Paraíba Faz Educação –
Depois da assinatura do primeiro pacote de convênios do Pacto, esse final de semana, em Cajazeiras, o governador pega o embalo hoje e lança o Plano da Educação. Os 21 projetos contidos no Plano focam essencialmente na subtração dos índices de analfabetismo de jovens e adultos e no fomente ao ensino profissionalizante.

Lembrança didática –
Durante diálogo com produtores do Sertão, Ricardo lembrou que o Cooperar estava há três anos sem liberar recursos, mas neste ano já disponibilizou R$ 5 milhões a projetos de Arranjos Produtivos Locais. A meta é chegar aos R$ 20 milhões até o fim do ano.

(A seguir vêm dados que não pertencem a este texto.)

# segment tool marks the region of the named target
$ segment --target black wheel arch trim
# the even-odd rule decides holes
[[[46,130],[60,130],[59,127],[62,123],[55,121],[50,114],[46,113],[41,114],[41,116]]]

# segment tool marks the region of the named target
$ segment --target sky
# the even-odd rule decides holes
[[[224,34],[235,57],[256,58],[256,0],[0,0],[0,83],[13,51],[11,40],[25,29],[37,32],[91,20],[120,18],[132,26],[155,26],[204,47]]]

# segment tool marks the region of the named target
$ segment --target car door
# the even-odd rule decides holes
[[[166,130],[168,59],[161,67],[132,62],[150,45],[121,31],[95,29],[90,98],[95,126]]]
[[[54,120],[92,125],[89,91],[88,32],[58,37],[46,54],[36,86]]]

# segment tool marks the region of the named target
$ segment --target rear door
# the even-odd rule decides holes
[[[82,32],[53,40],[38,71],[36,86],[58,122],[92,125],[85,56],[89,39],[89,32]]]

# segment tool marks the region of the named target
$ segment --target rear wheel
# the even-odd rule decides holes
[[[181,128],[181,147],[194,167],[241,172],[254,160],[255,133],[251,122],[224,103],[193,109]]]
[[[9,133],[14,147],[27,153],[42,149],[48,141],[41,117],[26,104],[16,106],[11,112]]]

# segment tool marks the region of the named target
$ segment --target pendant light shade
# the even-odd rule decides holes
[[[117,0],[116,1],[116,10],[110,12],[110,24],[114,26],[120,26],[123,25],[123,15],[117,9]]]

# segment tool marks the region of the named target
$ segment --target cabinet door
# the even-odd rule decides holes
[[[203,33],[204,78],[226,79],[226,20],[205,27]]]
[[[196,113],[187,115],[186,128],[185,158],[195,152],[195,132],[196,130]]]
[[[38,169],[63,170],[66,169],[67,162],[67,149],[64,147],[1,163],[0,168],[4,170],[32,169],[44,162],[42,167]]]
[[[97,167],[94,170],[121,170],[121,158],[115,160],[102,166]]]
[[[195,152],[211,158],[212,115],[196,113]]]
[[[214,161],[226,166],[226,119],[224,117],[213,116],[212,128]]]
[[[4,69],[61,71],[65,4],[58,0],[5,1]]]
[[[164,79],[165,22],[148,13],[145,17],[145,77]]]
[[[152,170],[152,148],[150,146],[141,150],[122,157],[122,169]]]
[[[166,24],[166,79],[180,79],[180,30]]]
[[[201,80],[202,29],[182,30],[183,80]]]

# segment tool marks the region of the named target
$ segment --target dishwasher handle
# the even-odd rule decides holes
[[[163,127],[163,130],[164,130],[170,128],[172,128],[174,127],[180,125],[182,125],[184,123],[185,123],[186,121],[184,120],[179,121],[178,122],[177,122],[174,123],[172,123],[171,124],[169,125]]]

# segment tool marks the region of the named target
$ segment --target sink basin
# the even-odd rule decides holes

Civilidade política e o exemplo de Cajazeiras –
Quem esteve na 9ª Regional de Ensino, em Cajazeiras, no sábado, quase não acreditou ao ouvir o maranhista prefeito Carlos Rafael rasgar elogios ao adversário e governador Ricardo Coutinho. Antes, Rafael fez questão de abraçar Ricardo no aeroporto.

Sensacionalismo I –
O leitor José Lima (josedim@bol.com.br) critica a imprensa por explorar como inusitado um gesto que deveria ser visto como sinal de maturidade.

Sensacionalismo II –
“A imprensa não está disposta em se libertar desta cultura medíocre e parece interessada em defender esta apologia para sair na frente no ibope”, censurou.

Na cola –
Um dia após o governador, o senador Vital Filho (PMDB) aterrisou em Cajazeiras com direito a entrevista coletiva. É contraponto em qualquer circunstância.

Ironia –
De Jackson Macêdo, do PT coutista, sobre a numerologia de Rodrigo Soares na defesa de candidatura própria. “Realmente, tem muita consistência política”.

Solidário –
O senador Cícero Lucena (PSDB) manifestou pesar pela morte de José Nilson, dono da Cerâmica Elisabeth. “Um exemplo de paraibano empreendedor”.

Deu na Veja –
A indicação de Aguinaldo Ribeiro na liderança do PP faz parte da queda de braço do ex-ministro Márcio Fortes com o atual das Cidades, Mário Negromonte.

Continuidade –
Entusiasmado, o secretário da Articulação Municipal, Manoel Ludgério (PDT), aposta que o Pacto pelo Social será uma política deste e dos futuros governos.

Pra depois –
O vice Rômulo Gouveia foi, mas o ex-governador Cássio pediu desculpas e não esteve na festa de entrega do título de cidadania a ambos na cidade de Santo André.

Fogo cruzado –
PCO, PSTU, PCB e PSol se unirão em torno do ex-deputado Avenzoar Arruda para prefeito da Capital. Vão mirar o verbo contra Agra, Cícero e Maranhão.

Bate boca – Quase termina mal a escolha dos conselheiros do Orçamento Democrático em São José dos Ramos. Por previdência, a coordenação encerrou a tumultuada reunião.

PINGO QUENTE – “Acabei de chegar do Circo Tihany. Vale a pena conhecer”. Do deputado Ruy Carneiro, testemunha de alguns “circos” da bancada paraibana no Pacto, optando por espetáculo mais autêntico e salutar no fim de semana.